Okay... no more double martini's for me. I think spending almost all of Monday watching HBO's "Rome"... all 12 episodes, has made me sick in the head. It's damn discouraging to realize that a barbaric (by our standards) society from 2000 years ago, had both more honor, and integrity than ours.
JC- you make some great points. Many of which I am in complete agreement with. I understand that Harper officially committed us to two more years in the theatre. But that is our fault. I don;t believe we are powerless as you say- to quote "all of us, from on high to the lowest of us, is simple a piece in that game."
We have power. Democratic power.
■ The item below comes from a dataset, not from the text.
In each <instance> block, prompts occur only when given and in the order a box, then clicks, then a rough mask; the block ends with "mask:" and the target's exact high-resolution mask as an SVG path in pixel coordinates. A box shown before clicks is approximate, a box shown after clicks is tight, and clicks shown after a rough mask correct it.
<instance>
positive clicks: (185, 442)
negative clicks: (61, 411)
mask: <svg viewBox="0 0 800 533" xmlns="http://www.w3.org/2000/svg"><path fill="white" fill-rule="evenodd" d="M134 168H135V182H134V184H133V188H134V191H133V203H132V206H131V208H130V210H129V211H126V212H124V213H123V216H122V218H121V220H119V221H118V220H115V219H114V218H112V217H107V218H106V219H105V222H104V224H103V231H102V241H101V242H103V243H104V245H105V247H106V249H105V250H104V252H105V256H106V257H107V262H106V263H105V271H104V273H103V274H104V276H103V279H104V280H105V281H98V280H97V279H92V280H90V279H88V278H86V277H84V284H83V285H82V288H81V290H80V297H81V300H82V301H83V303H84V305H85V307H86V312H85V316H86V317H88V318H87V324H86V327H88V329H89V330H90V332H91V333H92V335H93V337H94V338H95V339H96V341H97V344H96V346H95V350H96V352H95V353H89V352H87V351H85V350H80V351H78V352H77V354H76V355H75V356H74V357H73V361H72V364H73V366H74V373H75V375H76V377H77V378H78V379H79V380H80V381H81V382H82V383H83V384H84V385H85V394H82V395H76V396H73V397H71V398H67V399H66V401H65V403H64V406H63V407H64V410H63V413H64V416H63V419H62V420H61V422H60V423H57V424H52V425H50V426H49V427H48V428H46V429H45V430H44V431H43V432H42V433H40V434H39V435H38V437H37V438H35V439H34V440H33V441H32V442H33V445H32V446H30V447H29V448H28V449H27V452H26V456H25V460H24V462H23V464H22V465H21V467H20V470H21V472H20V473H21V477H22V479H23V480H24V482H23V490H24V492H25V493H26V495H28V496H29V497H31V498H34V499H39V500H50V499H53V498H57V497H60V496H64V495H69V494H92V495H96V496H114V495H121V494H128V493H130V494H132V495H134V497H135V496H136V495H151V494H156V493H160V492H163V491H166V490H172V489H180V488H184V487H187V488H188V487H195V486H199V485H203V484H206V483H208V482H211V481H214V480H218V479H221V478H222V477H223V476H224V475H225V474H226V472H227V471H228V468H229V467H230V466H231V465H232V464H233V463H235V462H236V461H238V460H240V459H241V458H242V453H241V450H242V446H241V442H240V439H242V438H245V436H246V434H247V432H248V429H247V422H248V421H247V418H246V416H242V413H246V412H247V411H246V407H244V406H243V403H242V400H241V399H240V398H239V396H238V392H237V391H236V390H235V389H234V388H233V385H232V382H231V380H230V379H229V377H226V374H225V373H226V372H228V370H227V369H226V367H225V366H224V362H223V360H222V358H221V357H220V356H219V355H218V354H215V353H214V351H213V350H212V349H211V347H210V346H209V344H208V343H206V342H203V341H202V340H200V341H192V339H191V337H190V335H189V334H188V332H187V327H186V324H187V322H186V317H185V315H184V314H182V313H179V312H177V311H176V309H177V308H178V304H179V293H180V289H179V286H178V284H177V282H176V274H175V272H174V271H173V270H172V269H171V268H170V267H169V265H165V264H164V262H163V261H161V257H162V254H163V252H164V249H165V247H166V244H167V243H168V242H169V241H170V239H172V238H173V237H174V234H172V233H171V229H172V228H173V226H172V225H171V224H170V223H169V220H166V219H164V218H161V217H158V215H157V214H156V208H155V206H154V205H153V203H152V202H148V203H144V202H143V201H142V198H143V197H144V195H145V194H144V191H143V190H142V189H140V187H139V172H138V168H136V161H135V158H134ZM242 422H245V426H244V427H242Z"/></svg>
Unfortunately the Conservatives, in their drooling, horny schoolboy prematurity, under the thin veneer of a minority mandate, committed us to a medium-term course of action. That was an irresponsible error in judgement- even if only on a political level.
You are correct, the earth will get rid of the problem. Hopefuly, so will voters when they once again assume responsibility for their little corner of the world in the next election.
Sorry mate... just wallowing in my own arrogance today. Feeling very sad, and very old. Neither of which is justifiable, but there you have it.
I dunno, JC. I think you're justified in feeling old ;)
the canadian settler government has faux democracy. same with the u.s., same with any country that claims democracy. it's my old' ramble on about the world truest form of democracy, the iroquois constituion time; !!!!
so how is democracy in canada going to be augmented to reach a truer form? that's what needs the concentration and effort.
Scout... simple. Anarchy!!!
joe, anarchy, or the potential for what has become to be known as anarchy, does exist if one reads the laws. because treaties were never honoured, north american government is in contravention to it's own laws, which , going back to the b.n.a. makes canada and the u.s. illegal entities. this can be taken back as far as the magna carta.
http://sisis.nativeweb.org/clark/eclipse.html
mr. clark is not the only one to have drawn these legal conclusions, but the governments do all they can to shut those people up because they know it's true.
as anarchy is so misunderstood i'll use the term 'civil disobediance', and that has all the potential to happen once the economy implodes.